After our elderly visits we got to take a quick break to dip our toes into the ocean at a spot where the water was relatively clean. This was refreshing. As a Minnesotan, it always feels like a shame to be near the ocean but not to be able to dip a toe in the water. Today, I got to go up to my knees.
When our break for levity was over, we went on to visit what is known as The Mass Grave.
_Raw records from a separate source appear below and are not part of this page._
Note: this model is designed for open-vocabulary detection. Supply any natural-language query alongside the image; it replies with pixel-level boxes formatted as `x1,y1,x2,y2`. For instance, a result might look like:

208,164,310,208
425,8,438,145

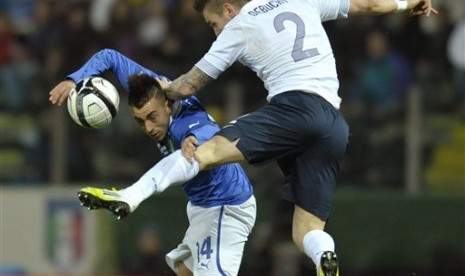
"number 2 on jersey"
273,12,319,62
197,236,213,262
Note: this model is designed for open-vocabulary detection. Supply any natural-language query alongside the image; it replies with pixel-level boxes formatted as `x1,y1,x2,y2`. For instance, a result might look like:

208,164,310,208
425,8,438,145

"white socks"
121,150,199,212
303,230,334,266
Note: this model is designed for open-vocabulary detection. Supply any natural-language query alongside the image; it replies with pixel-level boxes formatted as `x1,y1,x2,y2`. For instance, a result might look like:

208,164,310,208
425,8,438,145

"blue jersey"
68,49,253,207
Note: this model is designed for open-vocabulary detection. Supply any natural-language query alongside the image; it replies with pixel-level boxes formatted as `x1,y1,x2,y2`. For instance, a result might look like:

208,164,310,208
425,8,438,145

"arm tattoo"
165,66,212,100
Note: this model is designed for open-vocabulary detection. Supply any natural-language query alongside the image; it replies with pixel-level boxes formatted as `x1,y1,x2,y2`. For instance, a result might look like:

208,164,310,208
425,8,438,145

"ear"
223,3,239,18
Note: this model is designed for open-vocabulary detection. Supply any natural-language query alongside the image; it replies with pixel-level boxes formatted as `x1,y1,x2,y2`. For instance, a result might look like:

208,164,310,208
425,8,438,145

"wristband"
396,0,408,12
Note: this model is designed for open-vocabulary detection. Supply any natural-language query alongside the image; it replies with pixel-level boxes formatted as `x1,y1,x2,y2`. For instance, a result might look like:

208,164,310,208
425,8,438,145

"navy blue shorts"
217,91,349,220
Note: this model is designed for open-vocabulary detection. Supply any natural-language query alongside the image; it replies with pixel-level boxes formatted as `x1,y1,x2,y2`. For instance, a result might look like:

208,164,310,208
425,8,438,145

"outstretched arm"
159,66,213,100
349,0,438,16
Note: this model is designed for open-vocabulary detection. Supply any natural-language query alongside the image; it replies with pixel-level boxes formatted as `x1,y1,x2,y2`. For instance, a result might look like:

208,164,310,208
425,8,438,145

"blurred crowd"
0,0,465,187
0,0,465,275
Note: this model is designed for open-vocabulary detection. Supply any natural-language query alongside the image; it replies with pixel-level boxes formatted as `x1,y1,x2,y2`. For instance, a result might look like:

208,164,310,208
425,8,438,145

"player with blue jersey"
51,49,256,275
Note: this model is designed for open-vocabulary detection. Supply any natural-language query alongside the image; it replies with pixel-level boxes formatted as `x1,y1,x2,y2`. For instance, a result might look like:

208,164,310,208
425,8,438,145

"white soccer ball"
68,77,119,129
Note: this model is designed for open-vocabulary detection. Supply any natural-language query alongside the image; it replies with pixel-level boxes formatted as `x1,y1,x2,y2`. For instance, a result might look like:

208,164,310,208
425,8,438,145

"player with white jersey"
49,0,437,276
51,49,256,275
153,0,437,276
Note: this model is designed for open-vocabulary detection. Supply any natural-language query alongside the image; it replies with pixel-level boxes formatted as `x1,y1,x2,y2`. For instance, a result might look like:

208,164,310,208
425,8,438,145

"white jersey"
196,0,349,108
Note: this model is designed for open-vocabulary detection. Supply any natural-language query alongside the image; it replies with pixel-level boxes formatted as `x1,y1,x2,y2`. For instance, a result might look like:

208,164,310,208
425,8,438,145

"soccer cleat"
78,187,135,219
316,251,339,276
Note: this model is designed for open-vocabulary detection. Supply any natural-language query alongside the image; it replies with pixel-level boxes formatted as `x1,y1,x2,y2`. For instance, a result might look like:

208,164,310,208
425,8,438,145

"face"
203,3,239,36
131,97,171,141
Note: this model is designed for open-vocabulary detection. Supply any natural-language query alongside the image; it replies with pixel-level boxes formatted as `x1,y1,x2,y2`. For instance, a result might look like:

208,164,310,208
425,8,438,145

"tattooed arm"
159,66,213,100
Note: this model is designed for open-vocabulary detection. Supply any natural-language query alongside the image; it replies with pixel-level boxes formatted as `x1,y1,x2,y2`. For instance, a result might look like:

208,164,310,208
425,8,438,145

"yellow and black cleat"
78,187,131,219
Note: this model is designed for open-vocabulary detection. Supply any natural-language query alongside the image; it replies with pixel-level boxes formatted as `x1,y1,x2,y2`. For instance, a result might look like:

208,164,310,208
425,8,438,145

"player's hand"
48,80,76,106
181,135,198,162
156,77,171,90
407,0,438,16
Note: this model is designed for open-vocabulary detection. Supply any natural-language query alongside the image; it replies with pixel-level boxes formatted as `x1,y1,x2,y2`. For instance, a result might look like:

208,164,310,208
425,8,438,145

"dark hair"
194,0,250,13
128,73,166,108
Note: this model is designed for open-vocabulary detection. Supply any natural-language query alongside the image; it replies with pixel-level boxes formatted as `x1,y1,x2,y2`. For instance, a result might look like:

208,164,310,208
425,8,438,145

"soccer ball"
67,77,119,129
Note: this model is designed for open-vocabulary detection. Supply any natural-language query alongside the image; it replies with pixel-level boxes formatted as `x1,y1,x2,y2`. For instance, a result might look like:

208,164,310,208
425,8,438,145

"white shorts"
166,196,257,276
At this site the bodies of over two hundred thousand unidentified bodies were buried following the earthquake of January 2010. This site was a former mine so there was a large whole here prior to the earthquake. After the earthquake, other government bodies, knowing that Haiti did not have the resources to refrigerate and identify the estimated over 300,000 people who perished, pushed the Haitian government to bury all of the bodies in a mass grave as quickly as possible before disease was spread from the dead bodies. The Haitian government complied. People wrapped their deceased family members in tied up cloths and set them outside of their homes while the government sent dump trucks along to pick them up and haul them to this mining hole to dump them in like waste. The hole is now covered in crushed rocks and marked with a monument and many crosses lining the adjacent hills. The shear magnitude of this mass grave is incomprehensible to me. An estimated 2,800 people died in New York on 9/11. Over 100 times that many people died in Haiti during the earthquake and were buried under the ground I walked on today. This was another part of the trip that will take a while to soak in.